The weekly business bible Bloomberg Businessweek went all girly yesterday over the French philosopher/economist of the moment
Any economist who sells half a million copies of his book is bound to be in for a backlash. In the case of Thomas Piketty, he wrote a book that details what is obvious to most people around the world: namely that the gap between the rich and the poor is an ever-widening one.
As a challenge to core ideas of wealth accumulation that many hold dear, it has resulted in some unusual reactions. The backlash started in earnest with the London-based Financial Times sniffily referring to “rock star economist” Piketty’s conclusions on wealth divergence increasing since the 1970s as being “constructed out of thin air.” The denial got a front page airing. But it’s the front page of the American weekly Bloomberg Businessweek that really goes to town in trying to make a mockery of the work of Piketty & Co.
Transforming its front cover yesterday into teeny-bopper/gossip magazine style, the publication went into anti-Piketty overdrive, featuring a photo of the 43-year-old with kisses on his cheek and the banner “Pikettymania” across the front, under which there is the subtitle “Why America has wealth inequality fever”. On the bottom right, there is a vignette of Karl Marx labelled “Karl Marx’s New Crush”, while on the top left, there is another vignette of American economist Dr Nouriel Roubini (one of the few economists who predicted the crash of 2008) with the label “Sorry, Dr Doom” beside a broken heart. There’s even an “Oooh la la!” to complete the picture, followed by a sub-headline promising “somber French economist pics inside!”
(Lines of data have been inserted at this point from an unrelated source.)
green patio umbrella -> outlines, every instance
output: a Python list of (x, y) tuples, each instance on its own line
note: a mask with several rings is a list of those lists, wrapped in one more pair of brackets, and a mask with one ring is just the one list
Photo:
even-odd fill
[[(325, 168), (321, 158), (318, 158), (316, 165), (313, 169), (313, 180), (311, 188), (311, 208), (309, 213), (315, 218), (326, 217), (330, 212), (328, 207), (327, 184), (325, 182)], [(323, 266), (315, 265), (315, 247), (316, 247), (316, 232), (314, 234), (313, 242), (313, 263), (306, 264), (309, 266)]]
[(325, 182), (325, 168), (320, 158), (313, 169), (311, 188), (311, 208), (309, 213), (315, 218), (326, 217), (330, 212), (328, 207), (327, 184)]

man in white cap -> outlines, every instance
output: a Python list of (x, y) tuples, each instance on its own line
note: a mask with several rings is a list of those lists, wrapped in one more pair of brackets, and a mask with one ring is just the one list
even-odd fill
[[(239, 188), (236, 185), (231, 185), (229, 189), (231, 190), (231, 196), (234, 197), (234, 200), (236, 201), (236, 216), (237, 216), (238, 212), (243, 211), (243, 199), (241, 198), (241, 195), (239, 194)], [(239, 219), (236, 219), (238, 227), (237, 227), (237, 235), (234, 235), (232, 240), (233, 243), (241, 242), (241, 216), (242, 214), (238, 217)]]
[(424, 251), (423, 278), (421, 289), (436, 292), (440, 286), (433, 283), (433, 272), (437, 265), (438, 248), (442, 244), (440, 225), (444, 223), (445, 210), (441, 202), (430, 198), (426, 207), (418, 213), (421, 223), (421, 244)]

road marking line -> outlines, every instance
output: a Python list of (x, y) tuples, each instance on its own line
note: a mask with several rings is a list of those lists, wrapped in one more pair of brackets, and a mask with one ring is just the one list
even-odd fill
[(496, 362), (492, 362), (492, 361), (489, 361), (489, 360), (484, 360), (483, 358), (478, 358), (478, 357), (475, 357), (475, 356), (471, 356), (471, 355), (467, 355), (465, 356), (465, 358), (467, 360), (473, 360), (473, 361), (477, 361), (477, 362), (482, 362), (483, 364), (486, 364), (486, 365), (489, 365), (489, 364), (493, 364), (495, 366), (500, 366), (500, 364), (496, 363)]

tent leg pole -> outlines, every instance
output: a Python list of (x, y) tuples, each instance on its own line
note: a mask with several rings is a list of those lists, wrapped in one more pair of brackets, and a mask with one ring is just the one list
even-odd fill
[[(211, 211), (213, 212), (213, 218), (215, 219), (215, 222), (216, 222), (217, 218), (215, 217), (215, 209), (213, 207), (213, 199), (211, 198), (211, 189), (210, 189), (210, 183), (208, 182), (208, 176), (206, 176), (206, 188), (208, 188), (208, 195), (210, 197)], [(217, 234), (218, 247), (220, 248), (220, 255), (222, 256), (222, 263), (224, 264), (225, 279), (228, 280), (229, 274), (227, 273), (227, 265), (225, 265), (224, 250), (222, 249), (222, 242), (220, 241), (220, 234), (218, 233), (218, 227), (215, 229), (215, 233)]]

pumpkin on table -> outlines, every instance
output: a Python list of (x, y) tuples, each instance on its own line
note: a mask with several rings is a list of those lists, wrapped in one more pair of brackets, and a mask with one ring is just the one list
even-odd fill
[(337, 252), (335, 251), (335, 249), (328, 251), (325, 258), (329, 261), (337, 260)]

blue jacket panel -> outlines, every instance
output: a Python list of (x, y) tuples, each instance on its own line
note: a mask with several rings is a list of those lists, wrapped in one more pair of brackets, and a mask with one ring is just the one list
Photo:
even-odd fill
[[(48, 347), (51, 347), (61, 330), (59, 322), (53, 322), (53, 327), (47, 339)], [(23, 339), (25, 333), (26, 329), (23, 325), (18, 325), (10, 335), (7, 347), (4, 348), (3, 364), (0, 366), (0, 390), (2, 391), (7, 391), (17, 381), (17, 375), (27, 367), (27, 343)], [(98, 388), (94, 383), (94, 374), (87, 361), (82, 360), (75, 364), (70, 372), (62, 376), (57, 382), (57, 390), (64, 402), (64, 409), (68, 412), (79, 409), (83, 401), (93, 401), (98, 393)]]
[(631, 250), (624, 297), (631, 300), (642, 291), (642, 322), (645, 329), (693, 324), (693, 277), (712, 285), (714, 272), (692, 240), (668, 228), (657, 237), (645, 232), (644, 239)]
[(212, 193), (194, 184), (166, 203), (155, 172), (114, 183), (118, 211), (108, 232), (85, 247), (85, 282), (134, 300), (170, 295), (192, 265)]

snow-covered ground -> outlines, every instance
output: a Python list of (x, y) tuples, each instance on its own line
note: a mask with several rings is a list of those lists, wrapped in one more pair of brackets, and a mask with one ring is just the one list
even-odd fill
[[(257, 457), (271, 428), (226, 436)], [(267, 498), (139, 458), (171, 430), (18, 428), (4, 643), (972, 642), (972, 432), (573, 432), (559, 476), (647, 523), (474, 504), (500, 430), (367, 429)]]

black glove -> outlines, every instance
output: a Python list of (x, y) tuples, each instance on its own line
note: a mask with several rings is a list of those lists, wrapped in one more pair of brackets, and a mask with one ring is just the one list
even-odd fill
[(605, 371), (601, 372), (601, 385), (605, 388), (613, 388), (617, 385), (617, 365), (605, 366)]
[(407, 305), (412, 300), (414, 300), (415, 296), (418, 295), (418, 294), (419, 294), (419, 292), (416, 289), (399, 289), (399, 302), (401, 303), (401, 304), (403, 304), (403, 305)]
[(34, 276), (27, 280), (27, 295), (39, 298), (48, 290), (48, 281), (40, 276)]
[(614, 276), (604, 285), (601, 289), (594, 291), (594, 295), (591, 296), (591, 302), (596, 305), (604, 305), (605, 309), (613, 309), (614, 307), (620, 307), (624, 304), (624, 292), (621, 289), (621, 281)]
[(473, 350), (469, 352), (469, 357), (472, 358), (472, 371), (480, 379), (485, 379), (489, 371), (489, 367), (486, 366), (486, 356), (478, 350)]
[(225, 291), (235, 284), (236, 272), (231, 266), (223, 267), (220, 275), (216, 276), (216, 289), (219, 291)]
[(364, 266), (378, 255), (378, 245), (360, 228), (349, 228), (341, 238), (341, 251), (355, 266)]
Thomas Piketty is director of studies at the École des hautes études en sciences sociales (EHESS) and professor at the Paris School of Economics. His book “Capital in the 21st Century” proposes a global taxation on wealth to tackle the rising divergence of wealth in the world. He gained his PhD at the age of 22 and is a long-time advocater of addressing the problems of wealth divergence, having worked and taught in France, Britain and the USA. Piketty is a columnist with Libération and is also a regular contributor to Le Monde.